Add the possibility to store only cubin/hsaco files in the cache directory #5827

fulvius31 · 2025-02-05T16:16:13Z

Since AMDGCN, PTX, LLIR, TTGIR, and TTIR are not fundamental for caching when the primary goal
is improving performance in terms of speed, the environment variable TRITON_STORE_BINARY_ONLY was introduced to avoid storing these files.

This change helps mitigate storage impact when caching multiple kernels.

Signed-off-by: Alessandro Sangiorgi [email protected]

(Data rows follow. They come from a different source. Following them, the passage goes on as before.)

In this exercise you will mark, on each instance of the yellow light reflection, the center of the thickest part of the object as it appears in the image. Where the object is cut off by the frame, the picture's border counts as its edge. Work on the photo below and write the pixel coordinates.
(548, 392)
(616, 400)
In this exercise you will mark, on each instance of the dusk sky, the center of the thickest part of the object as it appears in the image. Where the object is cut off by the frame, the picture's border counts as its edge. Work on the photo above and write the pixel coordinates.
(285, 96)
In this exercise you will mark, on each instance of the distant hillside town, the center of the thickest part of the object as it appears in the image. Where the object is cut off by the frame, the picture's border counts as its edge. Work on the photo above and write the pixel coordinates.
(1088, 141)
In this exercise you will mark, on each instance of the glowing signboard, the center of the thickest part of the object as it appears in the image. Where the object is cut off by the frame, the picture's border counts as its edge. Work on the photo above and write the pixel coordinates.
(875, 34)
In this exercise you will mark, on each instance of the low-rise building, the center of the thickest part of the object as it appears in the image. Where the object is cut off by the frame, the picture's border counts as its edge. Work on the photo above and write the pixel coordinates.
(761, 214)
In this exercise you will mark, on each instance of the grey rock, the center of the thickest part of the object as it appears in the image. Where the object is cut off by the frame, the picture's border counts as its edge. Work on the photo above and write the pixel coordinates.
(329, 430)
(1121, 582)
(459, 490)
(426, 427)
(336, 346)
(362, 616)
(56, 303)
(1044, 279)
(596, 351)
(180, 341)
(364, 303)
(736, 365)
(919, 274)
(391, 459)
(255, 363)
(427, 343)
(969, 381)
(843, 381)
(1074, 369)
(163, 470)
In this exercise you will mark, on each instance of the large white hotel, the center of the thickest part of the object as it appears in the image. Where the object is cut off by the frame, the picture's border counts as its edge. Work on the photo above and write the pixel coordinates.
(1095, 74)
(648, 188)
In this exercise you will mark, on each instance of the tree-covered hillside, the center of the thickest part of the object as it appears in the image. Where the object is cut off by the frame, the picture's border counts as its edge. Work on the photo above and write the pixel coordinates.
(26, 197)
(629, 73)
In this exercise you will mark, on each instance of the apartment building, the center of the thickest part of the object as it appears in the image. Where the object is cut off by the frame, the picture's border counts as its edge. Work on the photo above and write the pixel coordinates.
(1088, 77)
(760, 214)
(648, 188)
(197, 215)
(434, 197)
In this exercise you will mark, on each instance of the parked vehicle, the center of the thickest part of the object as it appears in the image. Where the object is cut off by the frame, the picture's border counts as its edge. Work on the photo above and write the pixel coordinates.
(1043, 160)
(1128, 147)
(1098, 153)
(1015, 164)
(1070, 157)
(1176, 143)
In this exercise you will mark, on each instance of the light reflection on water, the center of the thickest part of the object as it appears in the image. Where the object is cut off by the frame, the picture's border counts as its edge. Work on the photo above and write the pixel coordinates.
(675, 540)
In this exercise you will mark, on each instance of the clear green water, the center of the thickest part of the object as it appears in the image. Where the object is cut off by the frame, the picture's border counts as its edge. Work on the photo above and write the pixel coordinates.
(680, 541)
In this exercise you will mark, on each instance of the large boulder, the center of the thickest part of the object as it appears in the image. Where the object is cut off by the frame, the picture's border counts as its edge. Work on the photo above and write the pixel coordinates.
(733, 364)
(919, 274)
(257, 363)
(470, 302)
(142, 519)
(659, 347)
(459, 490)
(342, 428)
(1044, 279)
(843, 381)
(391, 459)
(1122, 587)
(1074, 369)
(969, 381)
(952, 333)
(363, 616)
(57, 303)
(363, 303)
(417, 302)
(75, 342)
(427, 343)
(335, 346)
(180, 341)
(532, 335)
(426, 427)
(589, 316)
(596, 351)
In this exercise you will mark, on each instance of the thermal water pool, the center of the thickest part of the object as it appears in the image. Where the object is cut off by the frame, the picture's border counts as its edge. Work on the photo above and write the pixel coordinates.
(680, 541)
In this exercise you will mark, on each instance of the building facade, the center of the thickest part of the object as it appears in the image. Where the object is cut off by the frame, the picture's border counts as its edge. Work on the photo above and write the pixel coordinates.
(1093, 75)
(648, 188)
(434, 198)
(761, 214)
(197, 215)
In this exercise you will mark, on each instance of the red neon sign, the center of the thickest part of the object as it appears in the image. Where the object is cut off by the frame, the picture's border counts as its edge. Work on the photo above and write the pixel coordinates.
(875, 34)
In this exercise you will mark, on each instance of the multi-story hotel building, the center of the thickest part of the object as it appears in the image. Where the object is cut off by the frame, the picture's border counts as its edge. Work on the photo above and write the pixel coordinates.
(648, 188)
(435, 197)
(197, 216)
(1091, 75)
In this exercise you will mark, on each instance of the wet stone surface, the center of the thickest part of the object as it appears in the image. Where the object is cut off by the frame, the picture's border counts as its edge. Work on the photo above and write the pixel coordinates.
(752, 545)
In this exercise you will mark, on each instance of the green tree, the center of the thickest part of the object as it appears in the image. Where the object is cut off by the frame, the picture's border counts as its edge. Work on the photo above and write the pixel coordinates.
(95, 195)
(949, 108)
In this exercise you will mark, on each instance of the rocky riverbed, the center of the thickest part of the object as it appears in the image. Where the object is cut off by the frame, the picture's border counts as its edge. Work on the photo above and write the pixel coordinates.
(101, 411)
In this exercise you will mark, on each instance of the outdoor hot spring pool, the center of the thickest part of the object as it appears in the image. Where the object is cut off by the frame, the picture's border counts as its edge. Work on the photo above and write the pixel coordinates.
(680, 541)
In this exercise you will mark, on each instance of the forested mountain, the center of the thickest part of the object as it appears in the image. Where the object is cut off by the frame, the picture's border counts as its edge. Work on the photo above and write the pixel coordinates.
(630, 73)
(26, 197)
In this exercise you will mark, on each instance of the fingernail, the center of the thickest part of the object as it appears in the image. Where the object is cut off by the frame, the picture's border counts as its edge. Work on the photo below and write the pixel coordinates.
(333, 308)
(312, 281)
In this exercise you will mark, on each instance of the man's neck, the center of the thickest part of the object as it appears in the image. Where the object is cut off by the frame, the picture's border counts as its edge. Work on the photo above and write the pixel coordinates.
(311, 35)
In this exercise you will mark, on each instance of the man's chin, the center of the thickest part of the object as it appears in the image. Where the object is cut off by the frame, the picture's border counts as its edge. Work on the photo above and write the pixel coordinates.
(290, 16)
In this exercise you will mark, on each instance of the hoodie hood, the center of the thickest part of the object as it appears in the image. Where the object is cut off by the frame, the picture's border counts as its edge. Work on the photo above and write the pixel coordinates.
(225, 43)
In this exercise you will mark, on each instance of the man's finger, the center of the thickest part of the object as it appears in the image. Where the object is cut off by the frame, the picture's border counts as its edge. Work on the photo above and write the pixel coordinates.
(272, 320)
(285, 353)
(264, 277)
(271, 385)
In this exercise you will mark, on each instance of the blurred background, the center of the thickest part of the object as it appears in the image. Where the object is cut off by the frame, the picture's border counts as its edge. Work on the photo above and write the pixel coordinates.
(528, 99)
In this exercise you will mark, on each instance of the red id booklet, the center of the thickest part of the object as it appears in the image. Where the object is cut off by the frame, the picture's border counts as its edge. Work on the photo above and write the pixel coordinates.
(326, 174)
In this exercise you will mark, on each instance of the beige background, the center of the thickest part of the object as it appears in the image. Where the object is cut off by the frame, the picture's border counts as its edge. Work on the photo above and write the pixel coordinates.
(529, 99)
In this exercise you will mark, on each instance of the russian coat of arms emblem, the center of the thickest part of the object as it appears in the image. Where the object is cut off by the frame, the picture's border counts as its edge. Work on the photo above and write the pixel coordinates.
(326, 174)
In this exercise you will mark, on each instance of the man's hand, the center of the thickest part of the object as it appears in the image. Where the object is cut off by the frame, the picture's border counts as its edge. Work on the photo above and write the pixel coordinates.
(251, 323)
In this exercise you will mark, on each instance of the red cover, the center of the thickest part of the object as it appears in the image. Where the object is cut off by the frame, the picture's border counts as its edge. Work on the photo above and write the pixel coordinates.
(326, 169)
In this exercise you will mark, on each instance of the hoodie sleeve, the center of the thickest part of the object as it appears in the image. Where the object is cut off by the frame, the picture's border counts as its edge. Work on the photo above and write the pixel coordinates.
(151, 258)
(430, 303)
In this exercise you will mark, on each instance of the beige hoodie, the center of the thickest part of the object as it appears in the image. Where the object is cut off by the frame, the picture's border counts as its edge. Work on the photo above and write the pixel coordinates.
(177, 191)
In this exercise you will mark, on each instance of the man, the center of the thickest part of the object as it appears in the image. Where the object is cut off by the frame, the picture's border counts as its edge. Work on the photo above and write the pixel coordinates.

New contributor declaration

I am not making a trivial change, such as fixing a typo in a comment.
I have written a PR description following these
rules.
I have run pre-commit run --from-ref origin/main --to-ref HEAD.
Select one of the following.
- I have added tests.
  - /test for lit tests
  - /unittest for C++ tests
  - /python/test for end-to-end tests
- This PR does not need a test because FILL THIS IN.
Select one of the following.
- I have not added any lit tests.
- The lit tests I have added follow these best practices,
  including the "tests should be minimal" section. (Usually running Python code
  and using the instructions it generates is not minimal.)

…tory

…ctory Since AMDGCN, PTX, LLIR, TTGIR, and TTIR are not fundamental for caching when the primary goal is improving performance in terms of speed, the environment variable `TRITON_STORE_CUBIN_HSACO_ONLY` was introduced to avoid storing these files. This change helps mitigate storage impact when caching multiple kernels. Signed-off-by: Alessandro Sangiorgi [email protected]

ThomasRaoux

That means the intermediate IR would be there on a cold cache but not when hitting the cache? A cache hit shouldn't be observable by user.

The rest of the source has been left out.